Auckland Mayor Wayne Brown got increasingly frustrated with reporters this afternoon after facing a barrage of questions over comments he made that triggered an Auckland Airport share trading halt.
Brown's first council budget proposal has passed almost unanimously - but that news has been overshadowed by his speculation the airport, a publicly listed company, was planning a major equity raise.
Twenty of the 21 people in Auckland's governing body voted to take the mayor's annual budget proposal to the public for feedback. That was what Brown wanted reporters to focus on.
Instead, he was asked whether he'd apologise for causing the hour-long share trading halt.
"Who's been hurt?" an increasingly irate Brown answered reporters.
When asked if he was embarrassed about what had happened, he responded: "I'm not embarrassed by anything."
Brown said he didn't think his comments would have shaken councillors' confidence in him.
Earlier on Wednesday, Brown's office said in a statement the mayor was "speculating about how the airport company might finance its ambitious capital expenditure programme".
"The mayor is not in possession of any information not available to the market," the statement said.
His spokesperson tried to step in multiple times as Brown faced media to say the mayor had already spoken about his comments.
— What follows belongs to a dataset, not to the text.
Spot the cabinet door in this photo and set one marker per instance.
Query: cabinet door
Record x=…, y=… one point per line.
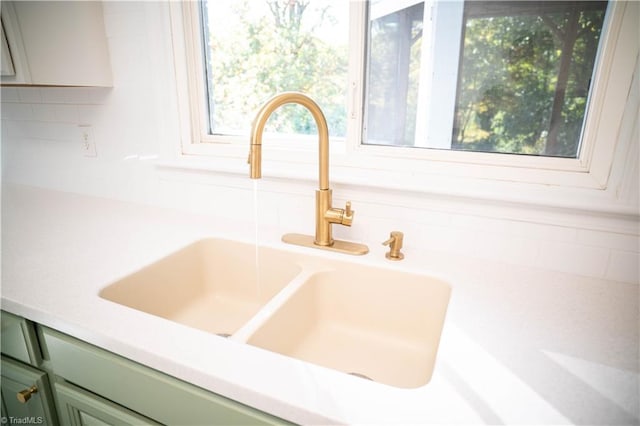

Reporters pushed back and said Brown should answer for himself.
Auckland Airport halted share trading for a time after Wayne Brown's comments. (Source: 1News)
"Any informed person can make a suggestion," Brown said. "I didn't make a statement on behalf of anything. I'm just a person who looks out there and sees what I think."
Asked for a justification for his comments, Brown said he didn't know why the sharemarket regulator had decided to pause trading.
"It must be because I'm quite well known."
Mayor keeps rates down by proposing cuts
People can give their thoughts on the mayor's budget proposal from early next year. It puts forward an average household rate increase of 4.66% and a general rate rise of 7%.
While 20 had voted for it around the council table, many councillors didn't agree with all of Brown's proposals.
Brown said tough decisions need to be made because the council faced a $295 million shortfall. This is largely due to persistently high inflation and rising interest rates.
Without the cuts, Brown said ratepayers could have expected a rates increase of greater than 13%.
The list of cuts and fee rises Brown has put in front of councillors today includes:
- Selling all of the council's airport shares - worth about $2 billion - to save $88 million in interest costs in the next year.
- Scrapping 10 council-run early childhood education centres, impacting about 300 children. The Kauri Kids ECEs run at a $200,000 loss to the council each year. Council staff say leasing the sites could lead to $1 million in savings.
- Requiring local boards to cut 5% from their budgets. Four local boards in the city supported the idea in principle. Eleven didn't, saying poor outcomes would result.
- Keeping public transport service levels as they currently are - complete with cancelled trips because of current bus driver shortages. The Mayor's proposal says public transport usage has dropped because of Covid-19 and "behavioural changes", meaning current service levels "will remain sufficient". Under Phil Goff, a council plan said making a significant shift away from driving to other modes of transport is the "single most important contributing factor" to halving the city's greenhouse gas emissions by 2030.
- Increasing public transport fares by a weighted average of 6.5%.
- Increasing fees for sports and non-profit community groups that use council facilities.
- Scrapping initiatives in South and West Auckland that try to form solutions to economic and social challenges.
- A 15% rise to $750 in cremation fees at cemeteries run by the council. A burial plot will now be 30% more expensive and cost $2900.
- A new $40 fee every time someone wants to swap their recycling or rubbish bin.